La force de ce portrait, véritable moteur du film qui porte à travers lui le spectre d’un malaise plus général, rappelle les cas de conscience de quelques grandes figures du cinéma noir, en priorité celle de Terry Malloy (Marlon Brando) dans Sur les quais de Elia Kazan (1954) qui racontait l’histoire d’un jeune docker manipulé par son frère et se trouvant tiraillé entre ses engagements forcés envers les dirigeants corrompus du syndicat des dockers ayant orchestré le meurtre d’un membre de la communauté et son amour naissant pour la sœur de la victime, Edie (Eva-Marie Saint).
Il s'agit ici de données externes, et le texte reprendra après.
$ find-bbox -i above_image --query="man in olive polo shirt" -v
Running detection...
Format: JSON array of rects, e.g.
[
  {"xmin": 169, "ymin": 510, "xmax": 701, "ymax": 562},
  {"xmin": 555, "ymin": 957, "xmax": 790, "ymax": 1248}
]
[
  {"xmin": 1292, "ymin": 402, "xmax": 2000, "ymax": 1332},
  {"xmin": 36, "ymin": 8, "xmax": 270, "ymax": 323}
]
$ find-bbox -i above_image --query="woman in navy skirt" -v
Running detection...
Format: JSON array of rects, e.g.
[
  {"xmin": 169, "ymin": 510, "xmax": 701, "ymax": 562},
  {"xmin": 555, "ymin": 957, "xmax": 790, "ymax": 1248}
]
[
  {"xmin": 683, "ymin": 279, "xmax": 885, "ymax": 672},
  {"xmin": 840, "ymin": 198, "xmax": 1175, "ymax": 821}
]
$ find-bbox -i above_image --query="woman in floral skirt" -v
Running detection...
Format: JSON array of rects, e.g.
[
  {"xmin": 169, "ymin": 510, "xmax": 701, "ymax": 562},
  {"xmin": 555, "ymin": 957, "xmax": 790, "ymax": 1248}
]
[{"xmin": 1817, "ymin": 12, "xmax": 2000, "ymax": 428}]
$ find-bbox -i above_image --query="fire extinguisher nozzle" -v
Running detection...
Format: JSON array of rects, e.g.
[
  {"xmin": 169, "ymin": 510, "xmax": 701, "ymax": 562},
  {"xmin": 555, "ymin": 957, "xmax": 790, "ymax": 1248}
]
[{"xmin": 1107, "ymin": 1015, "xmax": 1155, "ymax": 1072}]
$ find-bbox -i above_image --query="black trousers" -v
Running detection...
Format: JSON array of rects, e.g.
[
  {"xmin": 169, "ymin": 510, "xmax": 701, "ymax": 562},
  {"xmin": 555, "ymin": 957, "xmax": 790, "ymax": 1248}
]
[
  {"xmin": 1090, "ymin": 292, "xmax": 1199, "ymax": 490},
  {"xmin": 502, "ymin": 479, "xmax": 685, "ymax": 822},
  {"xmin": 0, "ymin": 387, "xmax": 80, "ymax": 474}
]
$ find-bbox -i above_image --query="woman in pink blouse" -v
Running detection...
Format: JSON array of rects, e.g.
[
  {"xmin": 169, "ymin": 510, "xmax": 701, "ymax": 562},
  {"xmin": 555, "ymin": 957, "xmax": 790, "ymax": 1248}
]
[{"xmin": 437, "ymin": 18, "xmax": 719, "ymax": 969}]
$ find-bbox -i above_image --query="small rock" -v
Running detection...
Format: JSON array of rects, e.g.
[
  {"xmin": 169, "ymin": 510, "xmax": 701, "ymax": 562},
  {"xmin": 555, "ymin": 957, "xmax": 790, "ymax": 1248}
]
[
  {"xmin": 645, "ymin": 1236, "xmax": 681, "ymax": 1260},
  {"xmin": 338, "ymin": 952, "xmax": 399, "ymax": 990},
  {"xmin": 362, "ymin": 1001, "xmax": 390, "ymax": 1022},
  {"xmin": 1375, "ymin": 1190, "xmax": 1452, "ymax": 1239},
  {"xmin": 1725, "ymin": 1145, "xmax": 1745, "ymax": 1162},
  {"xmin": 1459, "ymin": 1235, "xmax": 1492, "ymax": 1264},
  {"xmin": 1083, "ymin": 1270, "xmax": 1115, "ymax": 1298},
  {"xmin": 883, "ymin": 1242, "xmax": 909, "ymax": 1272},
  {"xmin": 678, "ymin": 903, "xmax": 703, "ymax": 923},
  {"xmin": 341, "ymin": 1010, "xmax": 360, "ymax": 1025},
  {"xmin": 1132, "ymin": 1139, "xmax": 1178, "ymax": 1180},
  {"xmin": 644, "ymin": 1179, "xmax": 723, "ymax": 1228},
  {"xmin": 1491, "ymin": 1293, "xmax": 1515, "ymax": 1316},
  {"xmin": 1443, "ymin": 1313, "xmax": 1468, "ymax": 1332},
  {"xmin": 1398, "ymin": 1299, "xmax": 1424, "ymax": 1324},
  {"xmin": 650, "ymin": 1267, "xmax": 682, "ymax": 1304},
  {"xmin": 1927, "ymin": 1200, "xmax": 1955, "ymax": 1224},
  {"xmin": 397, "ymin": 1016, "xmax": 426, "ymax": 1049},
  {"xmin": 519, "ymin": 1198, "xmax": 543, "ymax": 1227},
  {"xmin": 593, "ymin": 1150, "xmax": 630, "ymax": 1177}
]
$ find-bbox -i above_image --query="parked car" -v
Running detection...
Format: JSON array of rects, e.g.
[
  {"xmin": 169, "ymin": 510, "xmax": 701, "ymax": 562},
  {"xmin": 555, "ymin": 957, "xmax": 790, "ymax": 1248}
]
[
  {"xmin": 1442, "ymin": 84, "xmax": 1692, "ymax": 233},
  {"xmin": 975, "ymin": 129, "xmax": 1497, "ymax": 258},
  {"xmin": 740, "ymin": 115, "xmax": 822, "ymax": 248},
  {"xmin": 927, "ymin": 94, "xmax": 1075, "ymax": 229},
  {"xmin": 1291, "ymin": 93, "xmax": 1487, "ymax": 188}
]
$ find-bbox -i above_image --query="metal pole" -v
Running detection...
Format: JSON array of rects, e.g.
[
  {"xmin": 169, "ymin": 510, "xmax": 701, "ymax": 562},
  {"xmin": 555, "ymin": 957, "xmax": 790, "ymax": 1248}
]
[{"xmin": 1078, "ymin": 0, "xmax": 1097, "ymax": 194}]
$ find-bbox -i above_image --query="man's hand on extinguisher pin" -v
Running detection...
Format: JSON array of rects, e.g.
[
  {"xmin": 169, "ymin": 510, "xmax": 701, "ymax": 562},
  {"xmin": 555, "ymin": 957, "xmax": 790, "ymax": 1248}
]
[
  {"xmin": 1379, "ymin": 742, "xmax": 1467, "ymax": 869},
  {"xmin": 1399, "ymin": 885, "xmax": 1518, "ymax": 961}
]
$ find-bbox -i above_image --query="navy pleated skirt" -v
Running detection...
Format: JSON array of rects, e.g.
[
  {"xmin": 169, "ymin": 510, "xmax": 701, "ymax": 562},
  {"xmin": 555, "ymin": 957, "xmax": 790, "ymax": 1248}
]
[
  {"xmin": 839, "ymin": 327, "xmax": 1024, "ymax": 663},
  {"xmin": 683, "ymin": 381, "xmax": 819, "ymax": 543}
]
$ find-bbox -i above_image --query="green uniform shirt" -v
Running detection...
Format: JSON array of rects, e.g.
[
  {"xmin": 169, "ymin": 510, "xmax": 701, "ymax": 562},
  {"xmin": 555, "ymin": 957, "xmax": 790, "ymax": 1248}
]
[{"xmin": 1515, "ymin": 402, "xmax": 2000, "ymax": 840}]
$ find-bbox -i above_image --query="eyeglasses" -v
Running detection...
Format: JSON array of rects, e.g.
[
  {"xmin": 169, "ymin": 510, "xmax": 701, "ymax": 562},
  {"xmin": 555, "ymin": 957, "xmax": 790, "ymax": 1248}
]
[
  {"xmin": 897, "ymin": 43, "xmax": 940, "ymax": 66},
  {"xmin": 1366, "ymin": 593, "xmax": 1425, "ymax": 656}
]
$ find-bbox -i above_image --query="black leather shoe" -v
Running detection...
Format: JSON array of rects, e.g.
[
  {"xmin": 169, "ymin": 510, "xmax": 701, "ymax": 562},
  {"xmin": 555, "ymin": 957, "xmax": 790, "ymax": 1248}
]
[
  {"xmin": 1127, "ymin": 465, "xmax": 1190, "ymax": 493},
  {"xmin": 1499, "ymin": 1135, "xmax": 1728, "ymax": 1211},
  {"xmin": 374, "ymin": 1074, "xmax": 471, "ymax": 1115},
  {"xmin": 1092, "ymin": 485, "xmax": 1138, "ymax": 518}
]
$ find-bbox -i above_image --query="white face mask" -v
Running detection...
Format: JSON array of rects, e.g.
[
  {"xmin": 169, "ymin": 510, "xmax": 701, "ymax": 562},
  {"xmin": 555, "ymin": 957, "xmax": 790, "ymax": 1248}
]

Elia Kazan y élaborait un rapport entre la dénonciation de la mafia dans ce milieu particulier de New-York, et la critique-même des dénonciations qui étaient faites, à l’époque du Maccarthysme, envers les communistes sur le sol américain. Si ce parallèle souligné par Kazan avait été peu relevé par la critique de l’époque, le public avait davantage retenu la peinture sociale du film à travers la dénonciation de la corruption. L’écho de Quand vient la nuit à ce film fondamental du cinéma américain réside évidemment dans le parcours du personnage principal et, à travers lui, dans la représentation des dérèglements de l’Amérique dans laquelle la Morale se débat. La foi catholique persiste pour Bob à travers l’intervention d’une figure religieuse, de quelques éléments persistants (une croix fixée au mur de l’entrée de sa maison), tout comme le père Barry intervenait en médiateur dans Sur les Quais. Le cinéma noir évolue en conservant ces figures mythiques que l’on retrouve évidemment chez Martin Scorsese ou encore, plus récemment, chez James Gray à travers les rôles puissamment incarnés par Joaquin Pheonix dans The Yards et La nuit nous appartient. Michaël R. Roskam apporte aujourd’hui sa pierre à l’édifice avec Quand vient la nuit, s’imposant comme un réalisateur talentueux à suivre de près.